DR JOHN Roughan left us yesterday.
He was a giant of a man and a ceaseless campaigner for the cause(s) of the grassroots. He will be sorely missed.
He came to this country as a Priest and through his work many in this country have been helped in more ways than one.
Many are where they are today because of Dr. Roughan’s tireless effort on and off the pulpit as well as from the classrooms of the many Catholic schools he had taught at over the years.
Dr Roughan championed the Non-governmental Organisation (NGO) movement and was indeed its architect in this country.
Although it perhaps took longer for the movement to sprout and take root, today the NGO movement is a grassroots force to reckon with.
One can only hope that those who are bearing the flag today will be guided by Dr Roughan’s vision.
In fact, he came to love the media and used it very effectively in articles after articles that he published.
In fact he used the media, both print and the airwaves very effectively. Rather than being confrontational as some of us are tempted to do from time to time, his approach was the opposite.
He knew how to make his views known in ways some of us love to emulate. In other words, he was fearless but diplomatic and respectful in his approach.
As a columnist for this newspaper, Dr. Roughan was well read both here and overseas. Some of us wish we could write with clarity and force as he had. He was truly exemplary in everything he did.
He had truly set a standard for working scribes and aspiring writers alike. Dr Roughan’s shoes would therefore be very hard to fill. He has done his part.
As a practicing and a learning writer, I’ve always loved to read Dr Roughan’s work.
I have two reasons for doing so. I love the English Language as well as I wish to be a good writer one day so that I would be able to express myself clearly and meaningfully in any or all manner of subjects.
I believe the living legacy that Dr Roughan has left behind was his unselfish effort in championing the cause(s) of the grassroots people.
He stuck to his gun, regardless of whether the going got tougher.
What set him apart was the fact that he had a vision. He focused on the vision. He never allowed those who did not share his vision derailed it.
Today, the NGO movement in Solomon Islands is where it is today because one man refused to abandon his vision.
He truly stuck to his gun. He truly was a champion. He truly was a man whose shoes would be very hard to fill.
The challenge for the young people today is how prepared they are to carry on the torch in the face of mounting and competing pressure for their attention.
Peer pressure to be just like everyone else is truly the first challenge for the young people today.
We need only a handful of young people with vision and commitment to turn this country around.
It is my firm belief turning this country around is still possible.
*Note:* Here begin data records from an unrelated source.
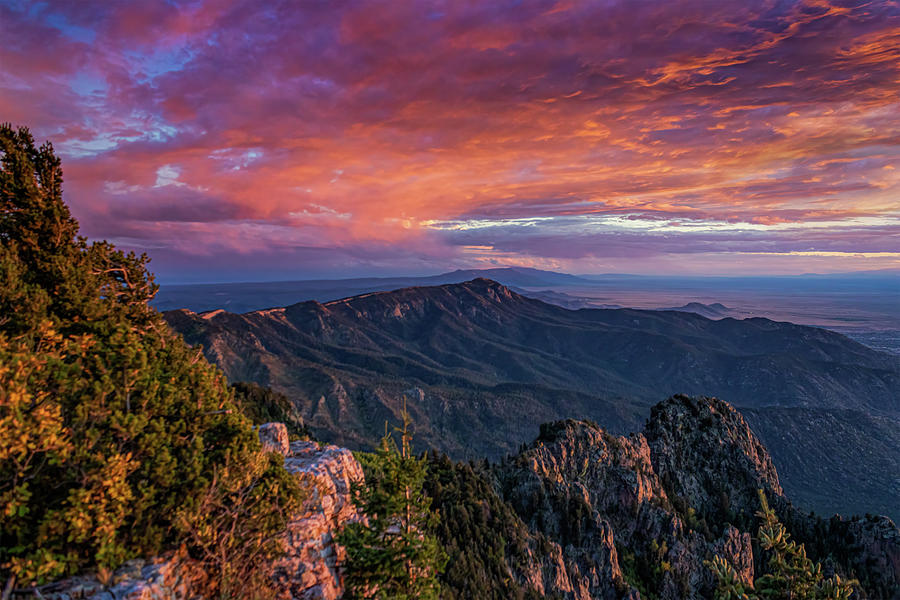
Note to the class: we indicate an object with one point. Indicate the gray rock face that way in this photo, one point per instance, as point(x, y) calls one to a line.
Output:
point(274, 438)
point(637, 516)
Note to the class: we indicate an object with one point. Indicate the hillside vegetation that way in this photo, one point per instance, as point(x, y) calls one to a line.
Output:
point(482, 367)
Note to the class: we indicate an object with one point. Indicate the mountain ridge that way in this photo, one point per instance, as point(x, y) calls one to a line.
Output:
point(463, 354)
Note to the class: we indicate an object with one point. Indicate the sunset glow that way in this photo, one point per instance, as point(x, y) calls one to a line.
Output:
point(244, 140)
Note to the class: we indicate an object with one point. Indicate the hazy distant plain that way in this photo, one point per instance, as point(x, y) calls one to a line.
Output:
point(863, 307)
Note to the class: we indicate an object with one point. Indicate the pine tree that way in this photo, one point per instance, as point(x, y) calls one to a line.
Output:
point(393, 554)
point(111, 427)
point(790, 574)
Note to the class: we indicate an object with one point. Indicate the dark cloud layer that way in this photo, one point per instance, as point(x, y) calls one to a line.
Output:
point(436, 134)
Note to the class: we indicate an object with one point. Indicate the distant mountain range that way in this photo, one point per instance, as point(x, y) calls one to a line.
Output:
point(249, 296)
point(481, 366)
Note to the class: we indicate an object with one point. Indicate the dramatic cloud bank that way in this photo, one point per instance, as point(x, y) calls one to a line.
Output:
point(246, 140)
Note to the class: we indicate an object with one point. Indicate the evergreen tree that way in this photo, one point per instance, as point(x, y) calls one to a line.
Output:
point(111, 427)
point(393, 554)
point(790, 574)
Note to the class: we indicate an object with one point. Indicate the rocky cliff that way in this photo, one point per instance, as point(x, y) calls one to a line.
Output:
point(594, 515)
point(579, 514)
point(310, 568)
point(488, 366)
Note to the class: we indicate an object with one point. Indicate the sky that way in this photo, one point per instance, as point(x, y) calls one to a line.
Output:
point(242, 140)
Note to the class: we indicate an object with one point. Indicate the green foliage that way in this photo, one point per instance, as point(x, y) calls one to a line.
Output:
point(264, 405)
point(482, 535)
point(395, 554)
point(240, 525)
point(789, 573)
point(111, 427)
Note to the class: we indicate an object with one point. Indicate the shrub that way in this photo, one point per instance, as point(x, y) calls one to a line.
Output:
point(111, 427)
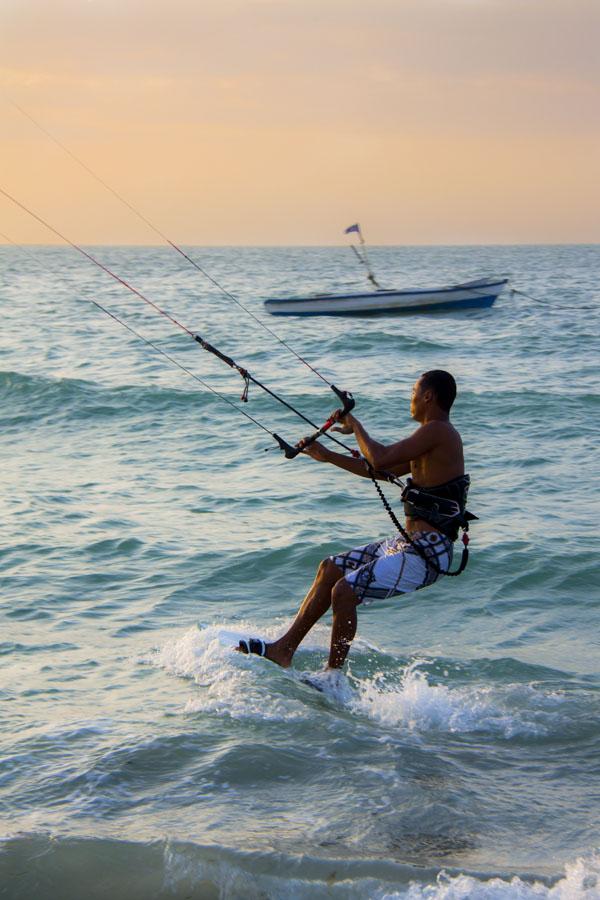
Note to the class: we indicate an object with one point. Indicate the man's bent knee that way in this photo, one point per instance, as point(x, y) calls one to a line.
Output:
point(343, 596)
point(328, 569)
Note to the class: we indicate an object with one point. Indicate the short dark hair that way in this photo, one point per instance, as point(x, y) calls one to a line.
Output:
point(443, 386)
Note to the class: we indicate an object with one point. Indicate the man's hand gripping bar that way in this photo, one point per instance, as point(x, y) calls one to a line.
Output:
point(348, 404)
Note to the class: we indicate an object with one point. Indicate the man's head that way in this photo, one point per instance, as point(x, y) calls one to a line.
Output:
point(434, 391)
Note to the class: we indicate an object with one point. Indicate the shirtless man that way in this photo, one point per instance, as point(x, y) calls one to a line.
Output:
point(433, 455)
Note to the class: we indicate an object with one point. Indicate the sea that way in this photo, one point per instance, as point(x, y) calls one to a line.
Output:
point(147, 524)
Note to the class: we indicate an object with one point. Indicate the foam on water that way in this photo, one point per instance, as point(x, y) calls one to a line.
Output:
point(248, 687)
point(417, 705)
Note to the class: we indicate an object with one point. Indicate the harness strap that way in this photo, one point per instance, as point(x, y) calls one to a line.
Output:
point(418, 549)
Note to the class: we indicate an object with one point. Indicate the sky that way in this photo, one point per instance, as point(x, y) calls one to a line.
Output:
point(280, 122)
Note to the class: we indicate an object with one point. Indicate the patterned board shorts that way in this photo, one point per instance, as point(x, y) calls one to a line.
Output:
point(380, 570)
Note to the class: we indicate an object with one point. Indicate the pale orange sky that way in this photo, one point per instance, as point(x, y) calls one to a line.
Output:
point(283, 121)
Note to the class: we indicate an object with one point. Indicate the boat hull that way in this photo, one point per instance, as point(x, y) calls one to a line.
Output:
point(471, 295)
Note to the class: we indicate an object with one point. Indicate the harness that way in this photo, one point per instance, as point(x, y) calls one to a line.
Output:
point(443, 507)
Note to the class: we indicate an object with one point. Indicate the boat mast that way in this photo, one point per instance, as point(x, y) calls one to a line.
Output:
point(362, 253)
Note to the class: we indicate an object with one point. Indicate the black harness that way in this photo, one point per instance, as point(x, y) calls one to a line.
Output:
point(442, 506)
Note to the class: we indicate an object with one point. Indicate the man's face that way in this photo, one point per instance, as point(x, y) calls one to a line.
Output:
point(417, 406)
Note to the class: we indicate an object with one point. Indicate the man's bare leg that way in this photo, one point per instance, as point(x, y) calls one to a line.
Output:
point(344, 623)
point(315, 604)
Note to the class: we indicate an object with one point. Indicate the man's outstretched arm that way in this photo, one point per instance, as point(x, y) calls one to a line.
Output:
point(393, 457)
point(349, 463)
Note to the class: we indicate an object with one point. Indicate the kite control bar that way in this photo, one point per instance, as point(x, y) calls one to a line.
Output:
point(348, 404)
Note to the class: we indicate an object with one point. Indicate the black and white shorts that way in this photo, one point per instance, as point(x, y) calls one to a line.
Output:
point(392, 566)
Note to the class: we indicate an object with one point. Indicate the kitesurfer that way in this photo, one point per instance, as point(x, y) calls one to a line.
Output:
point(434, 506)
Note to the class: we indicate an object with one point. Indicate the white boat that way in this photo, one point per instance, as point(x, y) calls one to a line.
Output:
point(468, 295)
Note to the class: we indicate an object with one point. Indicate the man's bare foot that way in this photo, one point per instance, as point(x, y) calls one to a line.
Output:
point(281, 655)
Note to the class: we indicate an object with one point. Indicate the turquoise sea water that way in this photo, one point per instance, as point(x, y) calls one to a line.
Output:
point(139, 756)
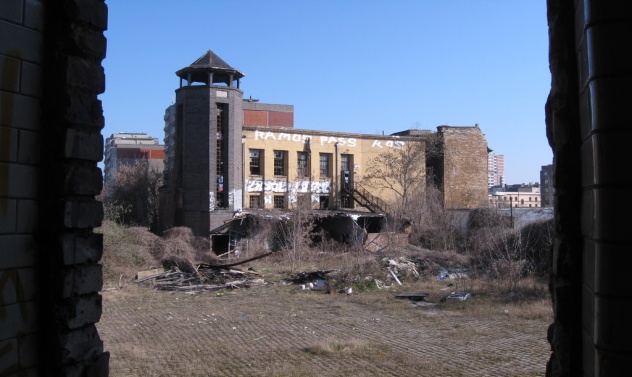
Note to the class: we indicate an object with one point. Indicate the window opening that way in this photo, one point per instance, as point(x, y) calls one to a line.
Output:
point(255, 162)
point(279, 162)
point(301, 165)
point(325, 159)
point(279, 201)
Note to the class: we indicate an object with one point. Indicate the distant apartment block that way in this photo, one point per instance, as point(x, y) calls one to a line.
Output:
point(517, 196)
point(127, 148)
point(546, 185)
point(495, 169)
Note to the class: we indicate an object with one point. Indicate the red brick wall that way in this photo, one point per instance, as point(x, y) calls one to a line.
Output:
point(268, 118)
point(280, 119)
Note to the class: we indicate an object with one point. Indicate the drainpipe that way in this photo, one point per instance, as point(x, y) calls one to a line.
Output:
point(243, 172)
point(336, 204)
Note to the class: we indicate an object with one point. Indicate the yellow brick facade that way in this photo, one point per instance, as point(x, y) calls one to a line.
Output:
point(288, 167)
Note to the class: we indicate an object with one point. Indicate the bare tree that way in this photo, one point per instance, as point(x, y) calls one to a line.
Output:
point(134, 188)
point(401, 171)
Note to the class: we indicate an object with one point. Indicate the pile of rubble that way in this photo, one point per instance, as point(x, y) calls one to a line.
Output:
point(182, 275)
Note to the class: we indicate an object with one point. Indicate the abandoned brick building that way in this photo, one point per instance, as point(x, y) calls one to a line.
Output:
point(225, 153)
point(50, 143)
But it calls for vision, commitment and hard work.
I have no doubt Dr Roughan died a satisfied man – a man who had achieved his vision because he cared, not about himself but those who crossed his path and others who remain on the sideline.
May I join others in this country in conveying to Dr. Roughan’s family my condolences and sympathies in this time of bereavement.
It is a very difficult time and it is my prayer that God will provide you the strength to sustain you in this trying time.